Sinon ça serait si triste.

Un amour est aussi un ami. L'amant ou l'amante, passés les moments d'intimité sexuelle, s'ils ne possèdent que la fascination physique n'ont bientôt plus grand chose à se dire.

On se sait jamais trés bien expliquer pourquoi on est tombé amoureux de tel ou telle. On ressent juste le besoin irrépréssible d'être sous le regard de l'autre. L'impatience devient démangeaison, torture subtile qui laisse présager des moments plus doux et charnels où, code mondialisé, un jour on se retrouve sous la bouche de l'autre.

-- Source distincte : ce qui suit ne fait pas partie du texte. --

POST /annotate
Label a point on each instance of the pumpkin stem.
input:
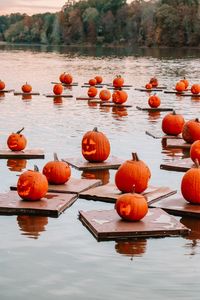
(19, 131)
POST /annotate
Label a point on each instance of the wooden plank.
(179, 165)
(110, 193)
(154, 109)
(27, 153)
(83, 165)
(73, 186)
(51, 205)
(107, 225)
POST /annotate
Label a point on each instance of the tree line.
(156, 23)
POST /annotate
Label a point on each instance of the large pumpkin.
(32, 185)
(95, 146)
(132, 175)
(190, 185)
(172, 123)
(131, 207)
(57, 172)
(17, 141)
(191, 131)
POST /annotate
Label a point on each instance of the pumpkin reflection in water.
(32, 226)
(131, 248)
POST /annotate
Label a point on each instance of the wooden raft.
(107, 225)
(110, 193)
(73, 186)
(83, 165)
(181, 165)
(28, 153)
(51, 205)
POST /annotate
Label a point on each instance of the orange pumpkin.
(132, 175)
(172, 123)
(32, 185)
(58, 89)
(2, 85)
(95, 146)
(119, 97)
(92, 91)
(105, 95)
(26, 88)
(191, 131)
(154, 101)
(17, 141)
(131, 207)
(118, 81)
(57, 172)
(190, 184)
(195, 89)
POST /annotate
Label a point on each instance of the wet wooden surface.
(83, 165)
(51, 205)
(107, 225)
(110, 193)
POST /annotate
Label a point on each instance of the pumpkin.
(153, 81)
(58, 89)
(180, 86)
(118, 81)
(191, 131)
(17, 141)
(92, 82)
(2, 85)
(67, 79)
(26, 88)
(131, 207)
(119, 97)
(32, 185)
(190, 184)
(172, 123)
(57, 172)
(95, 146)
(132, 174)
(154, 101)
(195, 89)
(105, 95)
(99, 79)
(92, 91)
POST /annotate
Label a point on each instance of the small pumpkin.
(172, 123)
(32, 185)
(105, 95)
(2, 85)
(58, 89)
(190, 184)
(92, 91)
(118, 81)
(191, 131)
(131, 207)
(119, 97)
(154, 101)
(57, 172)
(95, 146)
(26, 88)
(132, 173)
(17, 141)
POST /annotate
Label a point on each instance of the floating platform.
(83, 165)
(73, 186)
(28, 153)
(51, 205)
(181, 165)
(107, 225)
(151, 109)
(110, 193)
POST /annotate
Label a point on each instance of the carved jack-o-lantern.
(95, 146)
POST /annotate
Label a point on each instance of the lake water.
(46, 258)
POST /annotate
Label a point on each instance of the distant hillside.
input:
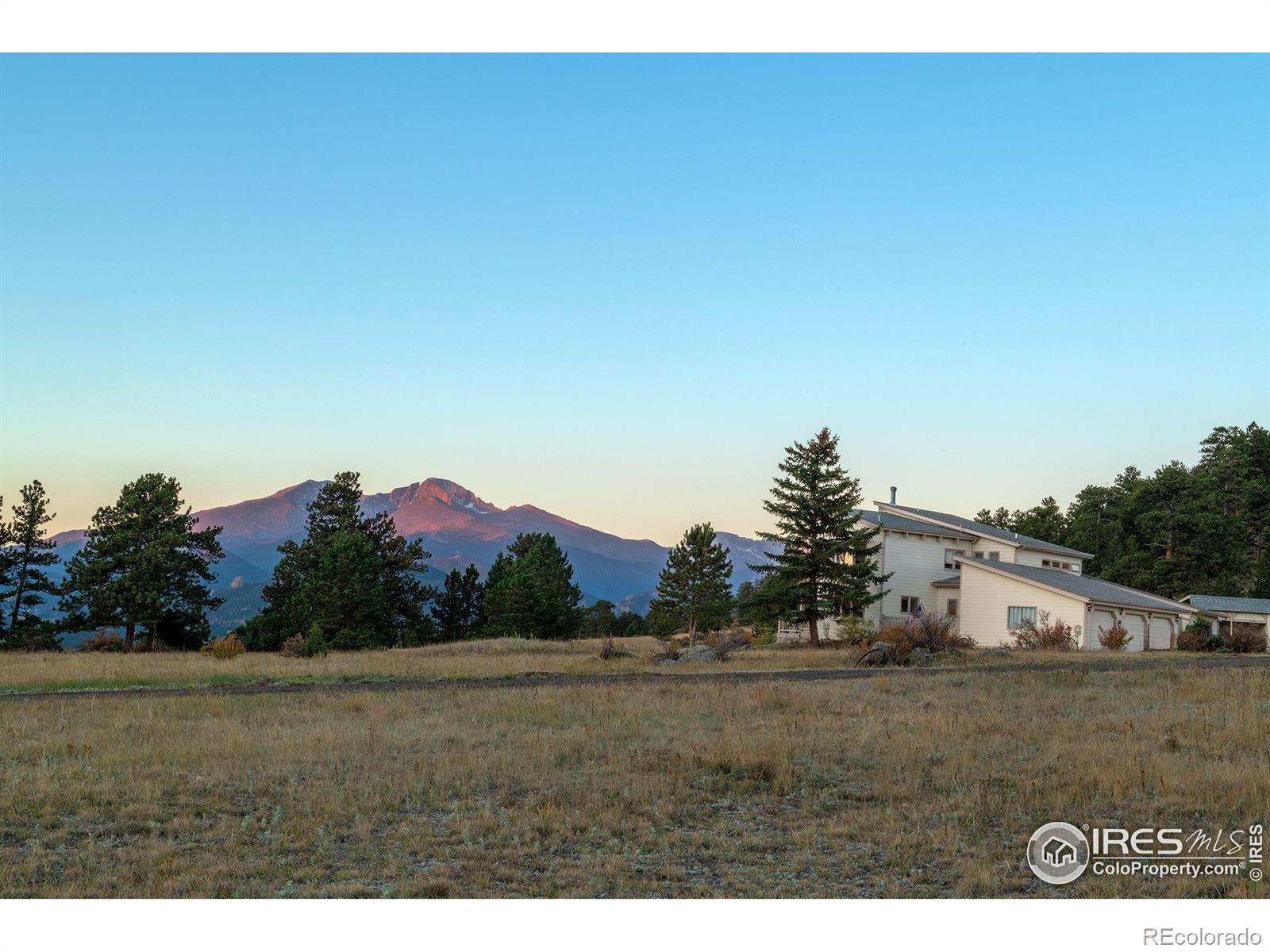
(455, 524)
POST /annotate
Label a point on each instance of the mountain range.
(456, 526)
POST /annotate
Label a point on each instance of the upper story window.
(1020, 615)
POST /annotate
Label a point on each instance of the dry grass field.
(501, 658)
(892, 786)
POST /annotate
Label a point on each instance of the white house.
(1223, 612)
(992, 579)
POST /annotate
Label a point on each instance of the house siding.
(914, 562)
(987, 597)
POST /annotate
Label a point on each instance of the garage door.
(1137, 628)
(1160, 634)
(1099, 620)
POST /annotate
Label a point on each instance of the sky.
(619, 287)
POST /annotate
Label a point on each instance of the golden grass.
(879, 787)
(473, 659)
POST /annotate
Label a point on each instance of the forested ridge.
(1183, 530)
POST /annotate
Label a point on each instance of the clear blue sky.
(616, 287)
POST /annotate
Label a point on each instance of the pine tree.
(144, 562)
(696, 583)
(353, 578)
(29, 584)
(530, 592)
(827, 559)
(457, 605)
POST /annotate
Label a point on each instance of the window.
(1018, 615)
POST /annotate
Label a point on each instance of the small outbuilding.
(1226, 615)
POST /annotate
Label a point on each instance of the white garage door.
(1137, 628)
(1160, 632)
(1099, 620)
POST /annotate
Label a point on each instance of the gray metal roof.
(1081, 585)
(889, 520)
(1221, 603)
(978, 528)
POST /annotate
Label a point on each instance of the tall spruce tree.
(530, 592)
(457, 605)
(353, 579)
(29, 585)
(827, 562)
(144, 564)
(695, 585)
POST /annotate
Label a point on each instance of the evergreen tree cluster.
(1202, 528)
(827, 562)
(145, 565)
(353, 582)
(25, 556)
(530, 592)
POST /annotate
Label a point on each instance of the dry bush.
(1045, 635)
(224, 649)
(102, 641)
(723, 644)
(856, 631)
(292, 647)
(1198, 636)
(933, 631)
(1246, 639)
(937, 631)
(609, 651)
(1114, 639)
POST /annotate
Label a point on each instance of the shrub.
(1114, 639)
(937, 631)
(292, 647)
(1198, 636)
(1045, 635)
(724, 644)
(764, 634)
(315, 645)
(224, 649)
(1246, 639)
(102, 641)
(609, 651)
(856, 631)
(931, 631)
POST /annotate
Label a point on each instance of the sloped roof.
(983, 530)
(1081, 585)
(889, 520)
(1221, 603)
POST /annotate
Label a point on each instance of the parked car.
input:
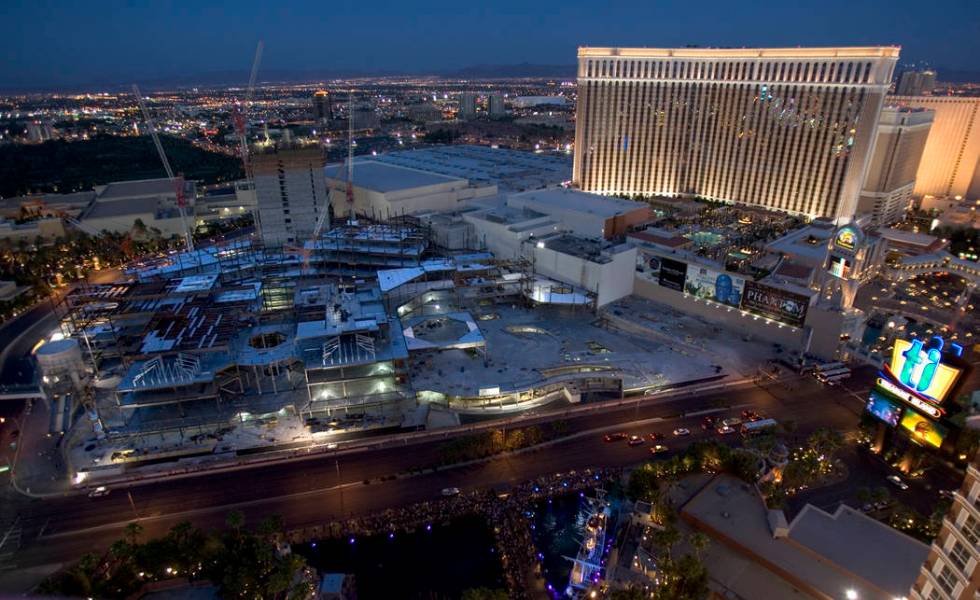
(99, 492)
(897, 482)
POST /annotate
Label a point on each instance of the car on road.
(99, 492)
(897, 482)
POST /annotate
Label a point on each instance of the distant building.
(823, 555)
(40, 132)
(322, 108)
(467, 105)
(902, 135)
(118, 206)
(382, 190)
(952, 570)
(729, 124)
(916, 83)
(952, 152)
(495, 106)
(509, 170)
(531, 101)
(290, 193)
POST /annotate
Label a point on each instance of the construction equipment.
(177, 180)
(307, 250)
(240, 120)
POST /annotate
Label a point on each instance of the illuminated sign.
(917, 367)
(847, 238)
(713, 285)
(775, 303)
(930, 409)
(840, 267)
(672, 274)
(922, 430)
(884, 408)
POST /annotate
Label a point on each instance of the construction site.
(355, 326)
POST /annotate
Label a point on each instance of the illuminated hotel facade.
(786, 129)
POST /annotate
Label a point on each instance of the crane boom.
(177, 181)
(240, 119)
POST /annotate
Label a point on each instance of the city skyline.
(62, 47)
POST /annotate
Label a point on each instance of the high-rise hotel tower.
(789, 129)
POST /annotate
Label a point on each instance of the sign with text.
(775, 303)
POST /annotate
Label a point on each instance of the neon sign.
(847, 238)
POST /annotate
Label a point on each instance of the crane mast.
(240, 119)
(178, 180)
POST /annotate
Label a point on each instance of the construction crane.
(348, 189)
(177, 180)
(240, 119)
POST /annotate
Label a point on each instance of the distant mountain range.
(270, 76)
(240, 77)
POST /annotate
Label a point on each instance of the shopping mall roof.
(568, 199)
(509, 170)
(384, 178)
(824, 554)
(144, 187)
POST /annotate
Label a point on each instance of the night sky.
(48, 43)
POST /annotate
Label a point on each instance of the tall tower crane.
(348, 189)
(177, 180)
(240, 119)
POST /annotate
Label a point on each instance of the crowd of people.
(506, 513)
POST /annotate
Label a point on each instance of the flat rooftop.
(383, 177)
(509, 170)
(821, 549)
(144, 187)
(568, 199)
(823, 52)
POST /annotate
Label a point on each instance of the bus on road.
(755, 427)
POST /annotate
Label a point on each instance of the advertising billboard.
(672, 274)
(713, 285)
(923, 431)
(884, 408)
(840, 267)
(917, 367)
(775, 303)
(847, 238)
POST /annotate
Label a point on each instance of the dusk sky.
(48, 43)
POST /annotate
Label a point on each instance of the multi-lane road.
(307, 492)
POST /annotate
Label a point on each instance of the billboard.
(848, 238)
(775, 303)
(713, 285)
(884, 408)
(918, 368)
(672, 274)
(840, 267)
(923, 431)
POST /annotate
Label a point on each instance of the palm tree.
(698, 542)
(235, 520)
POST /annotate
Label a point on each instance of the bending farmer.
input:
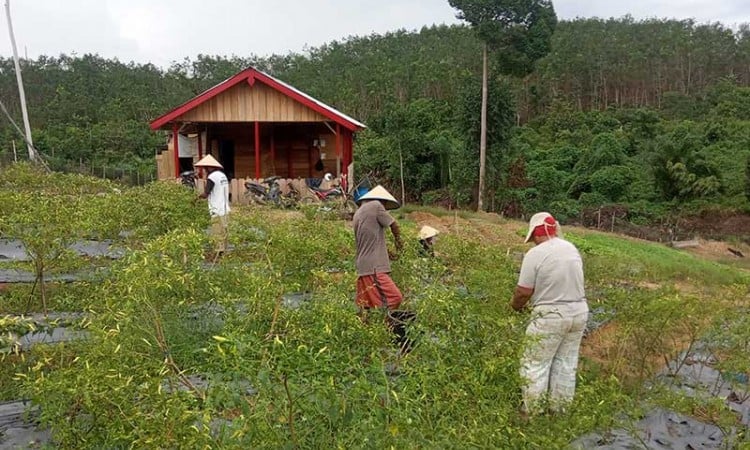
(375, 288)
(217, 193)
(552, 278)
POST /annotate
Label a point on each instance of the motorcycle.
(332, 198)
(268, 192)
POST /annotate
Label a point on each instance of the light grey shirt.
(554, 269)
(370, 222)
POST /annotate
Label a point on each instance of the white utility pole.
(21, 93)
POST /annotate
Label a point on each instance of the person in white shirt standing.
(551, 280)
(217, 193)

Mais cet amour d'avant les jeux amoureux, n'est jamais platonique. Il est empreint de désirs. Cet amour, malgré les poésies et les chants romantiques, est sexuel et sexué.

Et le sexe ne fait pas tout.

Corps et esprit : voici l'amitié amoureuse. Une femme est amoureuse de l'amant / ami qui est entré dans sa vie.

Son homme, elle ne le veut pas seulement "amoureux", même si cet état flatte quelque peu son ego. Elle le veut aussi son "ami", ami de coeur, ami d'esprit. Qu'il soit celui qui l'écoute et qu'elle écoute. Qu'il devienne son confident et qu'elle soit la boîte à secrets.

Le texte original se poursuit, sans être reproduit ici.